More than 50 employees of Cook County Clerk of Court Iris Martinez are suspected of defrauding a federal program intended to help small businesses struggling during the COVID-19 pandemic, a spokesman said Friday.
The clerk’s inspector general is working with Cook County’s inspector general’s office, which is conducting a separate investigation of employees who work for Cook County Board President Toni Preckwinkle, according to Martinez spokesman James Murphy-Aguilú.
Interim Cook County Inspector General Steven Cyranoski has provided Martinez’s investigators with a list of clerk’s employees who’ve obtained loans from the federal Paycheck Protection Program.

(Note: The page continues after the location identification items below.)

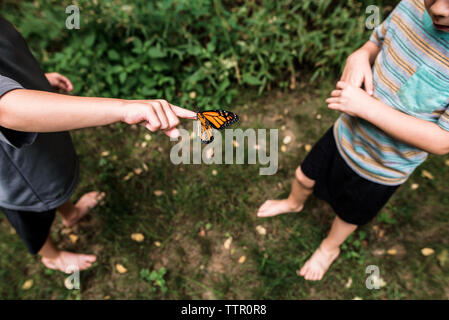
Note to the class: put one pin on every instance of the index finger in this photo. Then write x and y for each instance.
(184, 113)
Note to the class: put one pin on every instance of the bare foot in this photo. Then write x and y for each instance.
(66, 261)
(82, 207)
(315, 268)
(273, 208)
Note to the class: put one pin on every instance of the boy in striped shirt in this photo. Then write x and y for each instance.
(385, 131)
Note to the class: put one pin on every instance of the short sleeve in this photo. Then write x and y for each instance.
(443, 121)
(379, 34)
(16, 139)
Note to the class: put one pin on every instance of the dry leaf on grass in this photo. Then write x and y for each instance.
(227, 243)
(349, 283)
(138, 237)
(242, 259)
(427, 251)
(27, 284)
(120, 268)
(287, 140)
(158, 193)
(426, 174)
(73, 238)
(443, 257)
(261, 230)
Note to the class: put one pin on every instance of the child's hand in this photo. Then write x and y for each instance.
(349, 99)
(58, 81)
(358, 71)
(156, 115)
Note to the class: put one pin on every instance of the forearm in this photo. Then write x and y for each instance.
(419, 133)
(40, 111)
(371, 50)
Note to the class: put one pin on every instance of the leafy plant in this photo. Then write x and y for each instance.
(155, 277)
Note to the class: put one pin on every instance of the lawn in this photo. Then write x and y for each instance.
(189, 213)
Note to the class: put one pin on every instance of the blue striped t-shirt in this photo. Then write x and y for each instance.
(411, 74)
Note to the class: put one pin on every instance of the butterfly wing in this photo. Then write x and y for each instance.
(220, 119)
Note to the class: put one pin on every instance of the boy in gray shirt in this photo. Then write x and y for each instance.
(38, 164)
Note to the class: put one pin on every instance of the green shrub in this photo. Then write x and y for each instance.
(179, 50)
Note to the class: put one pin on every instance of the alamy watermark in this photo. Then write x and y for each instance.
(189, 149)
(73, 20)
(373, 20)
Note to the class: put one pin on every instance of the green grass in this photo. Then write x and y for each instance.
(198, 267)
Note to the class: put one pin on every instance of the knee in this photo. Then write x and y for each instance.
(303, 180)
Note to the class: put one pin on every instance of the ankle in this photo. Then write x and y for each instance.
(294, 204)
(329, 246)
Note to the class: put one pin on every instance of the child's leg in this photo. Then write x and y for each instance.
(302, 188)
(71, 213)
(328, 251)
(64, 261)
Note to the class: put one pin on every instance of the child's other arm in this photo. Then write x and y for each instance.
(39, 111)
(358, 67)
(422, 134)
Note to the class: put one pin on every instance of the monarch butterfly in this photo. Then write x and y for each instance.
(215, 119)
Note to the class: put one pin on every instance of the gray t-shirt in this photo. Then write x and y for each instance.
(38, 171)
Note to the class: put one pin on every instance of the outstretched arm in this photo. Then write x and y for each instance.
(40, 111)
(422, 134)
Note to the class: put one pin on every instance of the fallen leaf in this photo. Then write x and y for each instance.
(261, 230)
(73, 238)
(443, 257)
(209, 153)
(128, 176)
(138, 237)
(158, 193)
(227, 243)
(427, 251)
(349, 283)
(27, 284)
(378, 252)
(426, 174)
(392, 252)
(120, 268)
(287, 140)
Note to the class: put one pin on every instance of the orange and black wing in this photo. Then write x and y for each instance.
(219, 119)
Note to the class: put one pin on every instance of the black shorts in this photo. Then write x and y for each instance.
(354, 199)
(32, 227)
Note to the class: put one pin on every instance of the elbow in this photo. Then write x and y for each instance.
(439, 151)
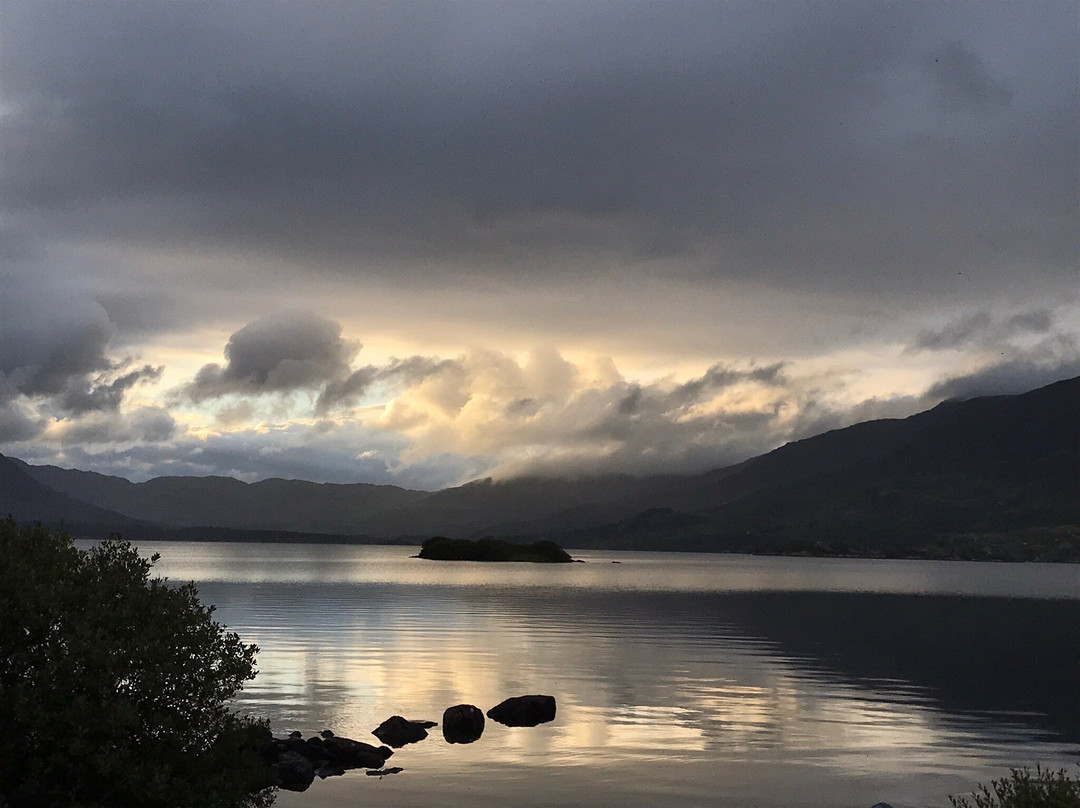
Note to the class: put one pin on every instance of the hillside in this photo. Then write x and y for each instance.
(25, 499)
(968, 477)
(270, 505)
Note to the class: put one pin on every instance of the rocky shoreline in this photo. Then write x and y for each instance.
(298, 761)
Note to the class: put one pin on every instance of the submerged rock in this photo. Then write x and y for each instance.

Cyranoski’s office also subpoenaed bank records of those workers on behalf of Martinez’s investigators, who don’t have that authority.
“She’s not going to tolerate any amount of corruption in our offices, given the public trust that is required from our employees,” Murphy-Aguilú said of Martinez.
Most of the court clerk’s employees who are under investigation had gotten PPP loans of about $20,000 by saying they had made at least $100,000 from an outside business in the year before they filed their applications, Murphy-Aguilú said. Some employees received about $40,000 in loans, he said.
“Many of the employees who work for us don’t earn $100,000 a year,” Murphy-Aguilú said. “To say you make more cutting hair than working here does not make a lot of sense.”
The clerk of courts’ investigation could take at least two months to complete — part of the widening scrutiny of city and county employees who got such pandemic-relief loans in 2020 and 2021.
The Chicago Housing Authority, Cook County chief judge’s office and Cook County offices — including the revenue department, comptroller and Cook County Board of Review — are among those conducting investigations.
State and federal prosecutors have been notified of the findings of some of those investigations.
City Hall Inspector General Deborah Witzburg said her office also is investigating the possibility of such fraud by employees of the Chicago Police Department and other city agencies. She wouldn’t discuss details.
Murphy-Aguilú said no one has been fired but at least one clerk’s employee who was under investigation has retired and he expects more will do so.
He said one or more clerk’s employees told investigators that a broker took a fee to file that worker’s paperwork for a PPP loan.
Law enforcement sources said prosecutors appear to be less interested in people who got fraudulent pandemic-relief loans than in any brokers who illegally arranged them.
Murphy-Aguilú said investigators also have found that some banks gave far less scrutiny to loan applications than other banks did.
“There was some predatory behavior from the industry,” he said. “Some banks, for instance, required photo IDs; some didn’t. There’s a lot of blame to go around.”